Growing up, how many of you were encouraged to have nurturing relationships with other men? How many of you had a sense that other men in your life truly had your back, no matter what?
Or was it more like you would see the men around you doing competition, lack of kindness or regard, or the ‘macho’ attitude – and decided you didn’t want anything to do with them, let alone be like them?
I remember at as a little boy I decided that I didn’t want to be like my father. Every time people looked at me and said, “You look just like your father,” I would get angry and upset. It was like they were running fingernails against chalk somewhere in my mind.
What I didn’t get until much later, was that my Dad was an awesome, intelligent guy, and he didn’t really trust himself.
If you don’t have your own back as a man or learn to trust yourself, it creates a separation from other men, where you cannot have their back or trust them either. Instead we get to blame them and compete with them and resist them; but how much fun is that?
Are you ready for a different possibility, where you get to be a man and receive the gift that other men can be too?
Here are the first three steps!
1. Stop judging men, and stop judging you
Judgment always creates separation. I used to think basically there were two kinds of men: the men I agreed with, and the men I disagreed with. That’s how I knew which side of the room I was supposed to stand on. If I agreed with someone that meant he was my friend, but then if I didn’t disagree with him, what was the point of the conversation? Most of the conversations I had growing up were all about trying to prove who was right and who was wrong to get them to see my side of things.
If you’d like to have a truly phenomenal relationship with men, it can’t be about getting them to see your side of things. If you get out of the need to be agreed with or fight against being disagreed with, it can open up the possibility of changing the relationship.
Next time you find yourself in one of those conversations that looks like it’s going to turn into a debate, every time that macho thing kicks in where you have a point of view you have to prove, stop and say to yourself, “Interesting point of view, I have this point of view” and instead of arguing or proving your point of view, listen to their’s and ask them more questions about it.
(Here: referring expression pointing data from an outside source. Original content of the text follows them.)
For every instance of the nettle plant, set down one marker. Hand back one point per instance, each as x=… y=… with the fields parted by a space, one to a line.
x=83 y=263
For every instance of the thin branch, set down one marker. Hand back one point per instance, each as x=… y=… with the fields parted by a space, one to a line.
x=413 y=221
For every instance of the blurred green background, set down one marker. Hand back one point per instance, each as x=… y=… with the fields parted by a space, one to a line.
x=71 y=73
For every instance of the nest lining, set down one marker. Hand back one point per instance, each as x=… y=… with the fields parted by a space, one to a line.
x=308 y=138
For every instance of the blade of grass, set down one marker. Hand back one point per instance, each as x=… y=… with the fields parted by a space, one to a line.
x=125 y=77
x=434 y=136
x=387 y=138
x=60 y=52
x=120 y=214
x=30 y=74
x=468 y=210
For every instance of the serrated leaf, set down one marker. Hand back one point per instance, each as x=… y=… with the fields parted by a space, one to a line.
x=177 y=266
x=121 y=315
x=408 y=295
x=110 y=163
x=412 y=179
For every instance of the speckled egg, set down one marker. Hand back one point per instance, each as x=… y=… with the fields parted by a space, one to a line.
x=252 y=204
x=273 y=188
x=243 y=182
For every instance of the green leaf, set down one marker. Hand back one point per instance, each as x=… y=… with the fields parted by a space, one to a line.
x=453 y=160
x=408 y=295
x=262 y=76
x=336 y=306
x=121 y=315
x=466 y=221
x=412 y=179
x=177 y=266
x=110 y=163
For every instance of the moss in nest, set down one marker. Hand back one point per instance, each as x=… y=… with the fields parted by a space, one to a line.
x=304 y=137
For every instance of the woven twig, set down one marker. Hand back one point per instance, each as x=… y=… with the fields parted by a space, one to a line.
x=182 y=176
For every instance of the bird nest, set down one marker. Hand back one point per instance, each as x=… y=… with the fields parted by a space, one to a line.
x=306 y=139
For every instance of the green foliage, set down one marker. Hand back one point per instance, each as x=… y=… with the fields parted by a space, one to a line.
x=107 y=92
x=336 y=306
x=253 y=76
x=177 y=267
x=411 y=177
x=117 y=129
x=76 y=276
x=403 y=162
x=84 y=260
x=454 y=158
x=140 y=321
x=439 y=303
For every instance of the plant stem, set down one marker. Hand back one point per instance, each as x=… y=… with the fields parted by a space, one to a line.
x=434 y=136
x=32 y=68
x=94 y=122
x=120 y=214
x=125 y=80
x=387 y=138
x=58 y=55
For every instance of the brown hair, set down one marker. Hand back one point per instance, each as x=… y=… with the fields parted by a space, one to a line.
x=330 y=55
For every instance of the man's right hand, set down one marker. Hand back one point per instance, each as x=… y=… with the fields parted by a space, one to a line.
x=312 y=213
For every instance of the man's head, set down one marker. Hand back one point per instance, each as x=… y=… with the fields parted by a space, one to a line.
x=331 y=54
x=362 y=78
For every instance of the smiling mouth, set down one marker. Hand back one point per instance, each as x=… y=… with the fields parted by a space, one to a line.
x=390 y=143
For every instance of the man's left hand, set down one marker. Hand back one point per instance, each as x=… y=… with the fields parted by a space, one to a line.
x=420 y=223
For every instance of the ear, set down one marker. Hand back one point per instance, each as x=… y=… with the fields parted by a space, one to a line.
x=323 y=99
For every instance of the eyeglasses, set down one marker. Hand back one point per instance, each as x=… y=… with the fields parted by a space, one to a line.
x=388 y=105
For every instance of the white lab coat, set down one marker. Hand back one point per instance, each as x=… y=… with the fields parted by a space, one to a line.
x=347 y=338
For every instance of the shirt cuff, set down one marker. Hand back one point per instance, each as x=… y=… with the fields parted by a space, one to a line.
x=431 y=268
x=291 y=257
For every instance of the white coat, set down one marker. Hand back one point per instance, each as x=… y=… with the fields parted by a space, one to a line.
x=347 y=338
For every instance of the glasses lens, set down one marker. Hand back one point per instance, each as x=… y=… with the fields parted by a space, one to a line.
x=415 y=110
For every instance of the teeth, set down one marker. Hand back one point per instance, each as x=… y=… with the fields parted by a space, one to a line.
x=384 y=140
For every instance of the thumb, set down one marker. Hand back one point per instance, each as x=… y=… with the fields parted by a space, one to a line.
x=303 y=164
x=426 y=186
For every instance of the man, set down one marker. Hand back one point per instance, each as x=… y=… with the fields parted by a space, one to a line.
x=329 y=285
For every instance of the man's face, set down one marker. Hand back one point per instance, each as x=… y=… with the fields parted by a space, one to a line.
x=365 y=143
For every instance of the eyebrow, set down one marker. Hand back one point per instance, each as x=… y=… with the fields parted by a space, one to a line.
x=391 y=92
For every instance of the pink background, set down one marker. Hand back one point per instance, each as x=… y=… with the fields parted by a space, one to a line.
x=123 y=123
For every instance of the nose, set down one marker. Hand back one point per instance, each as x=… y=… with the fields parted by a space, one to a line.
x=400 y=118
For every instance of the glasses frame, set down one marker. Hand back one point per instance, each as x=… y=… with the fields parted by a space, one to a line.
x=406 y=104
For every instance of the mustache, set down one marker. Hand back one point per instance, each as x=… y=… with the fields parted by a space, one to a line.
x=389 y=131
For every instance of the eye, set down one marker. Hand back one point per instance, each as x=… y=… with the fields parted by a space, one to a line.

“Interesting point of view” is a great way to get you out of the polarity of right and wrong and into allowance, which is the second step.
2. Have allowance of men (yourself included!)
Allowance is not agreeing with everything men say or do, or disagreeing with it. It’s being willing to receive what they are saying and being without having to agree or fight against it. With allowance you can have relationships where people trust you because they know you are someone who will listen to them without judging them. It’s a lot more creative and generative, because after you listen to someone without judging them and you hear what they have to say, suddenly you have a friend who can have your back, because he knows you aren’t going to pull the rug out from under him.
3. See the beauty in other men
In this reality, we are taught that if we see the beauty in another man that means that we are gay, and then we think that’s wrong or right, and that we have to do something with it. That point of view creates a lot of really weird separation between us. Seeing the beauty in other men doesn’t have to mean we are gay or that we have to do anything. It can just be: “Wow that guy is beautiful, I’m so grateful he’s in my life.” When you can enjoy being with beautiful men without judging yourself, that’s the first step to actually having a nurturing friendship.
A great by-product of being willing to see the beauty in men and to have gratitude for them is that you cannot judge what you are grateful for. With gratitude, judgment cannot exist, and allowance can. How does it get any better than that?
So if you stopped judging men, started allowing their point of view, and chose to be grateful for their presence, I wonder what else could be possible in your friendships?